= Independent Community Bankers of America =

The Independent Community Bankers of America (ICBA) is the primary trade group for small U.S. banks. It represents approximately 5,000 small and mid-sized financial institutions that are commonly known as "community banks." The ICBA hosts conventions, publishes the monthly magazine ICBA Independent Banker and lobbies the United States Congress on issues relating to the banking industry.

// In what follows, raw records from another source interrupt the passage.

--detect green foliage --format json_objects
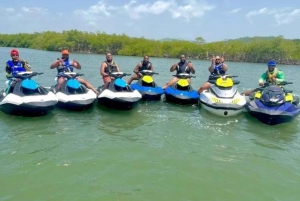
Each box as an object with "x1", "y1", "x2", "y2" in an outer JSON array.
[{"x1": 0, "y1": 30, "x2": 300, "y2": 64}]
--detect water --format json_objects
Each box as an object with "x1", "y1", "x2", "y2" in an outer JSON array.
[{"x1": 0, "y1": 48, "x2": 300, "y2": 201}]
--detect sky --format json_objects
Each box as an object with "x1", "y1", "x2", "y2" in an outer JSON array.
[{"x1": 0, "y1": 0, "x2": 300, "y2": 42}]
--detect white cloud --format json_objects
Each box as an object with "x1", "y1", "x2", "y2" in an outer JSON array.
[
  {"x1": 229, "y1": 8, "x2": 242, "y2": 14},
  {"x1": 274, "y1": 9, "x2": 300, "y2": 25},
  {"x1": 5, "y1": 8, "x2": 15, "y2": 13},
  {"x1": 22, "y1": 7, "x2": 47, "y2": 14},
  {"x1": 124, "y1": 0, "x2": 214, "y2": 20},
  {"x1": 246, "y1": 7, "x2": 300, "y2": 25},
  {"x1": 73, "y1": 1, "x2": 117, "y2": 21},
  {"x1": 171, "y1": 0, "x2": 214, "y2": 20}
]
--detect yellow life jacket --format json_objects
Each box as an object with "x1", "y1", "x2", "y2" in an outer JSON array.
[{"x1": 266, "y1": 68, "x2": 278, "y2": 82}]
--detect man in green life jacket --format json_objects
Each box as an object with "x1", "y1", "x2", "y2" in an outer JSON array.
[
  {"x1": 242, "y1": 60, "x2": 285, "y2": 96},
  {"x1": 258, "y1": 60, "x2": 285, "y2": 86}
]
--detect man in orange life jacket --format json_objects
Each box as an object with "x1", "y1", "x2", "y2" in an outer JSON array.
[
  {"x1": 50, "y1": 50, "x2": 99, "y2": 94},
  {"x1": 127, "y1": 55, "x2": 153, "y2": 84},
  {"x1": 100, "y1": 53, "x2": 120, "y2": 90},
  {"x1": 197, "y1": 56, "x2": 228, "y2": 94},
  {"x1": 5, "y1": 49, "x2": 31, "y2": 87},
  {"x1": 162, "y1": 54, "x2": 195, "y2": 89}
]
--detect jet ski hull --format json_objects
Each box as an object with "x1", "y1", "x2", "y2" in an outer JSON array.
[
  {"x1": 165, "y1": 87, "x2": 199, "y2": 105},
  {"x1": 98, "y1": 86, "x2": 142, "y2": 110},
  {"x1": 0, "y1": 91, "x2": 57, "y2": 116},
  {"x1": 245, "y1": 100, "x2": 300, "y2": 125},
  {"x1": 199, "y1": 101, "x2": 244, "y2": 117},
  {"x1": 50, "y1": 82, "x2": 97, "y2": 111},
  {"x1": 199, "y1": 90, "x2": 246, "y2": 117},
  {"x1": 131, "y1": 81, "x2": 164, "y2": 101}
]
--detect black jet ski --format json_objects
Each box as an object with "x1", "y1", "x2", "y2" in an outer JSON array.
[
  {"x1": 98, "y1": 72, "x2": 142, "y2": 110},
  {"x1": 131, "y1": 70, "x2": 164, "y2": 101},
  {"x1": 0, "y1": 72, "x2": 58, "y2": 116},
  {"x1": 50, "y1": 72, "x2": 97, "y2": 111},
  {"x1": 245, "y1": 81, "x2": 300, "y2": 125},
  {"x1": 199, "y1": 75, "x2": 246, "y2": 117},
  {"x1": 165, "y1": 73, "x2": 199, "y2": 104}
]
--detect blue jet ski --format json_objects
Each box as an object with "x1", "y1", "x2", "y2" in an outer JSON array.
[
  {"x1": 245, "y1": 81, "x2": 300, "y2": 125},
  {"x1": 50, "y1": 72, "x2": 97, "y2": 111},
  {"x1": 98, "y1": 72, "x2": 142, "y2": 110},
  {"x1": 0, "y1": 71, "x2": 58, "y2": 116},
  {"x1": 131, "y1": 70, "x2": 164, "y2": 101},
  {"x1": 165, "y1": 73, "x2": 199, "y2": 104}
]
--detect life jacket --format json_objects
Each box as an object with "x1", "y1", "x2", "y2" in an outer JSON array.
[
  {"x1": 266, "y1": 68, "x2": 278, "y2": 82},
  {"x1": 57, "y1": 59, "x2": 73, "y2": 73},
  {"x1": 6, "y1": 60, "x2": 26, "y2": 76},
  {"x1": 211, "y1": 63, "x2": 225, "y2": 76},
  {"x1": 139, "y1": 61, "x2": 152, "y2": 71},
  {"x1": 104, "y1": 61, "x2": 118, "y2": 74},
  {"x1": 176, "y1": 61, "x2": 191, "y2": 74}
]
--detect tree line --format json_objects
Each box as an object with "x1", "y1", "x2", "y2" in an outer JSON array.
[{"x1": 0, "y1": 30, "x2": 300, "y2": 65}]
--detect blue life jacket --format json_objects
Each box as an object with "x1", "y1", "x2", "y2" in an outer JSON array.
[
  {"x1": 6, "y1": 60, "x2": 26, "y2": 76},
  {"x1": 57, "y1": 59, "x2": 73, "y2": 73},
  {"x1": 176, "y1": 61, "x2": 191, "y2": 75},
  {"x1": 210, "y1": 63, "x2": 225, "y2": 77}
]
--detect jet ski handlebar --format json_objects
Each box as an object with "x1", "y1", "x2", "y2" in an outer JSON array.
[
  {"x1": 137, "y1": 70, "x2": 159, "y2": 75},
  {"x1": 173, "y1": 73, "x2": 196, "y2": 79},
  {"x1": 108, "y1": 72, "x2": 131, "y2": 78},
  {"x1": 61, "y1": 72, "x2": 84, "y2": 78},
  {"x1": 263, "y1": 81, "x2": 293, "y2": 87},
  {"x1": 13, "y1": 71, "x2": 44, "y2": 79}
]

The organization is headquartered in Washington, D.C., and maintains statewide chapters across the country. It was founded in 1930 and owns six subsidiaries: ICBA Bancard, ICBA Securities, ICBA Financial Services, ICBA Mortgage, ICBA Insurance Services and ICBA Reinsurance

==Advocacy==
During financial reform attempts in the US, the ICBA has lobbied for:
- credit unions to not obtain a perceived competitive advantage;
- a loophole that would allow smaller banks to still choose their regulator—which is expected to result in those banks choosing the most lenient regulator.

==Legislation==
On November 8, 2013, the ICBA published a letter in "strong support" of the bill To enhance the ability of community financial institutions to foster economic growth and serve their communities, boost small businesses, increase individual savings (H.R. 3329; 113th Congress). The bill would direct the Federal Reserve to revise certain regulations related to small bank holding companies (BHCs). Current regulations allow BHCs with assets of less than $500 million that satisfy other tests to incur higher amounts of debt than larger institutions in order to acquire other banks. H.R. 3329 would apply the less-stringent standard to more BHCs by raising the asset limit to $1 billion, and the bill also would allow savings and loan holding companies to qualify. The ICBA argued that "increasing the eligibility threshold to $1 billion to account for inflation, industry consolidation, and asset growth will help an additional 515 bank and savings and loan holding companies raise capital for additional consumer and small business lending, leading to job creation and community development."